Głos w tej sprawie postanowiła zabrać też Ewa Minge.
Nie przeszkadza mi, co kto sprzedaje i jeżeli nikt nikogo do tego nie zmusza, to ciało pozostaje jego prywatną sprawą. Ale podszywanie się pod określoną grupę społeczną niszczy jej opinię i niewinne dziewczyny z modelingu mają natychmiast etykietę puszczalskich - komentuje w Super Expressie.
Przyznaje jednocześnie, że zna oficjalne pary, których związki oparte są na wymianie pieniędzy za seks. To jej jednak nie razi.

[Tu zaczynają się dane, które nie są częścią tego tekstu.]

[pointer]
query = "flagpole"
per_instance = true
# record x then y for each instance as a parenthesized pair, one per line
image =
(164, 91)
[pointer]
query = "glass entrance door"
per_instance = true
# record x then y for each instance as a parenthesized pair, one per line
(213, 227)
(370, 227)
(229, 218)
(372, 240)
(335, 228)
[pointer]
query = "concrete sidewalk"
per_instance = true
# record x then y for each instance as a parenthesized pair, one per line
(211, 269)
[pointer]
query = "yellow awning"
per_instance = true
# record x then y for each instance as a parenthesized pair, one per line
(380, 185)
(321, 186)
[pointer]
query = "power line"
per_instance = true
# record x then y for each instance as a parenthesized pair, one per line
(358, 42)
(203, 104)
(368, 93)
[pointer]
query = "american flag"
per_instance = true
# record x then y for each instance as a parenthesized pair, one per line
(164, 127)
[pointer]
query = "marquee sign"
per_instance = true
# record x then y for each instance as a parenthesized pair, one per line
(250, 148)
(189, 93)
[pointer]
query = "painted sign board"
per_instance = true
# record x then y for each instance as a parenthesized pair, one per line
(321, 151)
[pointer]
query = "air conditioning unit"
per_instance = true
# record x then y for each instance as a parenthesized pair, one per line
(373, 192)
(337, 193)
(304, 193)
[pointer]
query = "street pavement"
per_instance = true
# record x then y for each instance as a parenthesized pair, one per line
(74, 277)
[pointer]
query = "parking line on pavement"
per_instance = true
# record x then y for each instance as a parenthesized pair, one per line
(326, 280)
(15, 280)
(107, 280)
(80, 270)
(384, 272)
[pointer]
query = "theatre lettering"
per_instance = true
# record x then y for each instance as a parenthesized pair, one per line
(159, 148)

Owszem, znam przypadki, kiedy kobiety sprzedają się swoim panom i pozornie zakochana, cudowna para funkcjonuje na zasadzie oczywistego sponsoringu i dziewczyna ma płacone za towarzystwo. Nawet dziecko urodzi i pozwala sobie zrobić niejeden dziwny numerek, byle rachunek na koncie się zgadzał i liczba markowych gadżetów. Nie potępiam tego. Jest popyt i jest podaż - wyjaśnia projektantka. Jednak nie ma we mnie zgody na produkowanie na ściankach gwiazdeczek, które żyją z bywania i dawania. Marki zanim zatrudnią modelkę do kampanii, sprawdzają jej opinię i moralia. Paniom od zadań specjalnych radzę z twarzą chodzić odsłoniętą, skoro wybrały taki zawód, a nie podszywać się pod modelki.
Przypomnijmy, na czym polega ich "zawód": Polskie "modelki" sprzedawane arabskim szejkom! Za 25 tysięcy dolarów...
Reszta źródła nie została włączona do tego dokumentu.